Dr Crosby s'est dit très «préoccupée par ces décisions d'ordre disciplinaires» et «complètement inappropriées» au niveau médical.
Si elle a admis que l'alimentation naso-gastrique était «la méthode normale» dans les hôpitaux, cette experte a précisé qu'à moins d'une «contre-indication», la sonde devait rester en place pour éviter des souffrances supplémentaires.
Une chaise dite «de la torture»
«Il y a un risque d'infection» si on laisse les sondes, a fustigé de son côté le représentant du gouvernement.

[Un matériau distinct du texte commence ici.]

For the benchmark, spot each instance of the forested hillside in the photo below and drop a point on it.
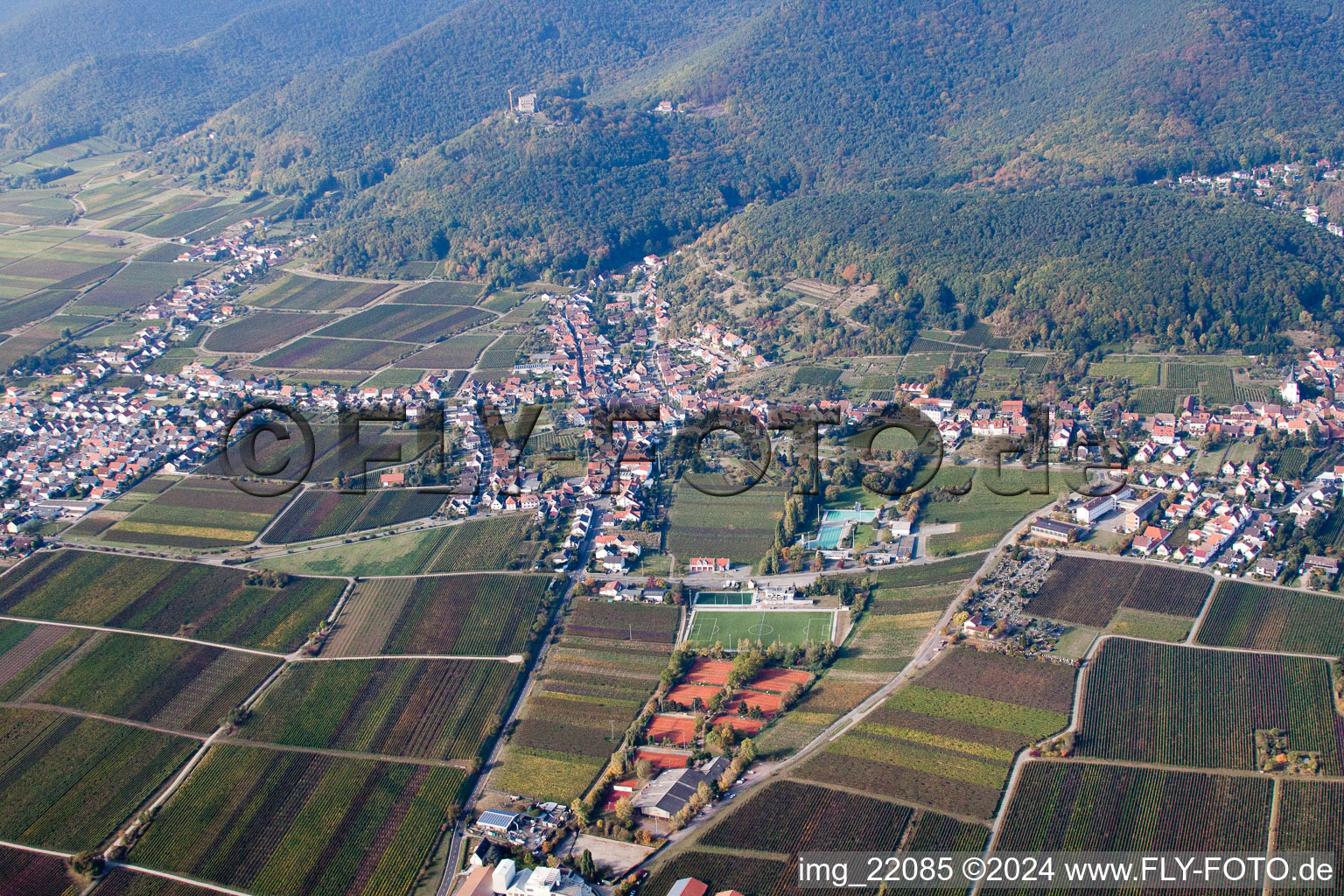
(143, 73)
(1063, 268)
(388, 122)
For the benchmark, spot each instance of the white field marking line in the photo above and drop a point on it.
(143, 634)
(35, 850)
(180, 878)
(512, 657)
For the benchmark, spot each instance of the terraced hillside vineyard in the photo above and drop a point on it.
(1186, 707)
(168, 597)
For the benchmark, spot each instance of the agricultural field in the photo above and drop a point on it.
(956, 570)
(320, 354)
(1266, 618)
(777, 873)
(165, 597)
(822, 707)
(124, 881)
(263, 331)
(739, 527)
(503, 352)
(816, 376)
(489, 543)
(295, 823)
(292, 291)
(34, 875)
(458, 352)
(423, 708)
(394, 378)
(1090, 592)
(405, 323)
(1140, 624)
(70, 782)
(328, 461)
(452, 614)
(1201, 708)
(1214, 382)
(168, 684)
(34, 207)
(198, 514)
(443, 291)
(1138, 373)
(1109, 808)
(596, 680)
(940, 743)
(789, 817)
(1308, 817)
(982, 516)
(136, 284)
(897, 622)
(32, 308)
(318, 514)
(730, 627)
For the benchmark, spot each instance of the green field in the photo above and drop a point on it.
(449, 614)
(290, 823)
(318, 354)
(724, 598)
(405, 323)
(292, 291)
(168, 684)
(133, 285)
(949, 739)
(1138, 373)
(165, 597)
(458, 352)
(494, 543)
(198, 514)
(983, 516)
(70, 782)
(594, 682)
(443, 291)
(895, 625)
(739, 527)
(424, 708)
(263, 331)
(767, 626)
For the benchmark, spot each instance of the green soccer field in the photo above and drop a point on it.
(767, 626)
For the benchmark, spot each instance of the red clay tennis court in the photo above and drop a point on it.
(679, 730)
(769, 703)
(686, 693)
(779, 680)
(662, 758)
(745, 725)
(710, 672)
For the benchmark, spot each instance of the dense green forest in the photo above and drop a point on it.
(1065, 268)
(978, 158)
(138, 73)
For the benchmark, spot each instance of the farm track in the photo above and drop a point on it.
(512, 657)
(144, 634)
(344, 754)
(84, 713)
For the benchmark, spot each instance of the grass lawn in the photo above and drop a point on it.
(1075, 642)
(767, 626)
(1151, 625)
(983, 516)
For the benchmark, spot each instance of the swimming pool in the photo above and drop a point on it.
(828, 537)
(844, 516)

En outre, cela poserait un «risque pour leur sécurité» car les détenus «pourraient utiliser le tube pour s'asphyxier», a fustigé le procureur Andrew Warden.
Il a estimé que «l'alimentation par voie interne est mise en place de manière humaine et appropriée» à Guantanamo, soulignant que la chaise -- que les détenus qualifient de «chaise de torture» -- n'était pas «utilisée comme un châtiment ou pour infliger une souffrance» mais par «mesure de sécurité».
La méthode est «nécessaire pour empêcher le décès» du détenu, a-t-il expliqué, estimant que «la procédure n'est pas douloureuse» car le personnel de la prison utilise des sondes nasogastriques pédiatriques conseillées pour «des enfants de moins de trois ans».
L'audience se poursuit
Il a en outre soutenu qu'Abou Dhiab «refusait constamment la nourriture» qu'on lui proposait et avait «des antécédents de désobéissance».
Mais il est arrivé que des «gardiens lui confisquent de la nourriture» en pleine grève de la faim, a précisé, «surprise», l'experte médicale.
L'audience se poursuivait lundi avec l'audition d'un ancien psychiatre de l'armée, Stephen Xenakis et mardi, avec un spécialiste de l'éthique médicale, Steven Miles.
La juge Gladyss Kessler a ordonné que la quasi-intégralité des débats soient publics, au grand dam du gouvernement qui avait réclamé le huis-clos.